About Me

I am a PhD trained data scientist with industry experience developing and deploying predictive models, optimization services, data pipelines, and more. Some of my main technical interests are:

  • Data science workflows on modern, cloud native infrastructure (multi-tenant clusters orchestrated, e.g., by Kubernetes)
  • Reproducibility and provenance for complex, distributed data pipelines
  • Machine learning interpretability
  • Portability and open standards for neural network architectures
  • Leveraging modern language primitives (e.g., in languages like Go) for machine learning and data science

On the Web:




Example Projects:

  • A next gen telephony company wanted an efficient pricing service that would predict operating costs dynamically over time. I developed this service (initially in python, eventually in Go), including a custom probability based model, and improved cost predictions from 45% error to less than 10% error.

  • A company developing a scheduling application wanted a recommendation service for their users.

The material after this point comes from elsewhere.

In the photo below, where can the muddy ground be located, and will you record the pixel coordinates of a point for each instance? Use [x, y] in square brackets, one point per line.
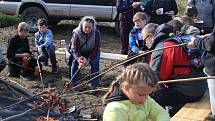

I developed this service to integrate in their current infrastructure (React, RethinkdB, Go, REST), which involved asynchronously processing recommendation requests from all their users with custom machine learning algorithms.

  • A startup wanted immediate visibility into real-time revenue and profit. I built a service that processed data streaming into Redshift and logged aggregates to Logstash. This data was then immediately searchable via Elasticsearch and visualized via Kibana and Dashing.